The Expedition for The Survey of The Rivers Euphrates and Tigris, Carried on by Order of The British Government, in The Years 1835, 1836, and 1837; Preceded by Geographical and Historical Notices of The Regions situated between The Rivers Nile and Indus. TWO VOLUMES – ALL PUBLISHED.

Chesney, Françis Rawdon.

Book ID: 4480


4to. xxvii, [2], 799 pp., lithographed folding frontispiece, 42 plates, appendix, index / xvi, 778 pp., frontispiece lithograph, 19 plates, tables including 2 large folding charts, numerous woodcuts, half-titles, title, contemporary cloth, lightly faded and rubbed round edges, speckled outer edges, spine of volume one professionally repaired retaining its originality, gilt title on spine, small library stamps on front end paper & title pages, previous owner’s small stamp on each plate, volume 2 hinges slightly weak, scattered spotting, Lacking the slipcase of maps, Longman, Brown, Green & Longmans, first edition, 1850.
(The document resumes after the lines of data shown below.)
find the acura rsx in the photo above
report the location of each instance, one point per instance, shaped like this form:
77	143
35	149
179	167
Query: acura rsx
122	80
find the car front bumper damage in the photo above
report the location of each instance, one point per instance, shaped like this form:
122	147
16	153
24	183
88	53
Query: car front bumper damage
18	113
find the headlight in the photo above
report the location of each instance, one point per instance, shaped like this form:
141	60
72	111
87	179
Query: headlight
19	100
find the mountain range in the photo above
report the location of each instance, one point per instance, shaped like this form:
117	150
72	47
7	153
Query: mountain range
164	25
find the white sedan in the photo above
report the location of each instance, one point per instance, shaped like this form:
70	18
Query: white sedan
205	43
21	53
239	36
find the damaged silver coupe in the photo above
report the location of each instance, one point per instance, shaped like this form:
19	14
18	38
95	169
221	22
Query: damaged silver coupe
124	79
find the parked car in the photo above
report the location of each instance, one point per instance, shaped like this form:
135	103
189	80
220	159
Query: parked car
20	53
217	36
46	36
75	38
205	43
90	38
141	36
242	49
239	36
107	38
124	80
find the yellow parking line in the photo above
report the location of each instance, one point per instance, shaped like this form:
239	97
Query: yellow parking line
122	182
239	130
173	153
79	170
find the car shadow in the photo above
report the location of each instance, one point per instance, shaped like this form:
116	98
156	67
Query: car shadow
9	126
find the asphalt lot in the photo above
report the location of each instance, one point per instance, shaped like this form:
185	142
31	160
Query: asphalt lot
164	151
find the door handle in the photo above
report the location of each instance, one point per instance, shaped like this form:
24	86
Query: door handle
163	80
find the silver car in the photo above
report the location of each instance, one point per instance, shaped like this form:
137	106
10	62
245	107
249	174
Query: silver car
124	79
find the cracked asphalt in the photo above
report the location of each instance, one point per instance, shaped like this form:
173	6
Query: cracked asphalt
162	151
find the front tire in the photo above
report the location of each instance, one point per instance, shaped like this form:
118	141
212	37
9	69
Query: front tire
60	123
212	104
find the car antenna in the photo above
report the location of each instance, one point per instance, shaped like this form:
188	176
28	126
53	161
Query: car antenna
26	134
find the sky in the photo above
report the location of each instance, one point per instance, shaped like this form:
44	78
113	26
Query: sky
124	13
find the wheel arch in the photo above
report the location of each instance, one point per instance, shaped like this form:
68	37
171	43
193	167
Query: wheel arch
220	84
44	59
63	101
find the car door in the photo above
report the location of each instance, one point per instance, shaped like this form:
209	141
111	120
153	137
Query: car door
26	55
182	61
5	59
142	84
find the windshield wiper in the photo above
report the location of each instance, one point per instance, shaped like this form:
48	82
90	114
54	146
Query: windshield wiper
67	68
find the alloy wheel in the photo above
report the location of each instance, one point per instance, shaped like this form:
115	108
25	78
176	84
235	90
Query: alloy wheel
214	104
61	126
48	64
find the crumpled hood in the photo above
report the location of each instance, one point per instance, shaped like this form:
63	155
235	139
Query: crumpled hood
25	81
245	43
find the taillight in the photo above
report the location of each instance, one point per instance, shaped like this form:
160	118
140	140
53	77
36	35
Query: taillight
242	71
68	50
Francis Rawdon Chesney (1789-1872) was sent to China before he finished writing the history of this expedition and half the manuscript was lost. This also accounts for the odd numbering of the plates; 97 were intended for the full work of which only 49 were actually printed, not in numerical order. Chesney was the ‘founder of the overland route to India’ (Dictionary of National Biography.) In 1829 he set out for Constantinople intending to take part in the Russo-Turkish War; instead he made a tour of inspection in Lebanon, Syria and Egypt which had two results – the overland route to India and the Suez Canal ( de Lesseps was led to attempt the enterprise after reading Chesney’s report).
In 1831 Chesney carried out his preliminary survey of the Euphrates alone, floating down the river on a raft. A parliamentary committee recommended a full-scale expedition, and two steamships were assembled near Bir in 1835, near the property of John Barker. During the voyage the S. S. Tigris sank and after many difficulties the S. S. Euphrates finally reached Basra. Chesney’s history of the expedition includes minute surveys of history, geography, geology of the areas traversed, but does not provide a day-by-day account of the expedition. This is the concluding portion of Chesney’s account, which was originally lost in China.
References: Blackmer 337; Atabey 234; Marlowe, `Perfidious Albion’ pp 216-18; Searight, pp 121-4; Hilmy I, 133.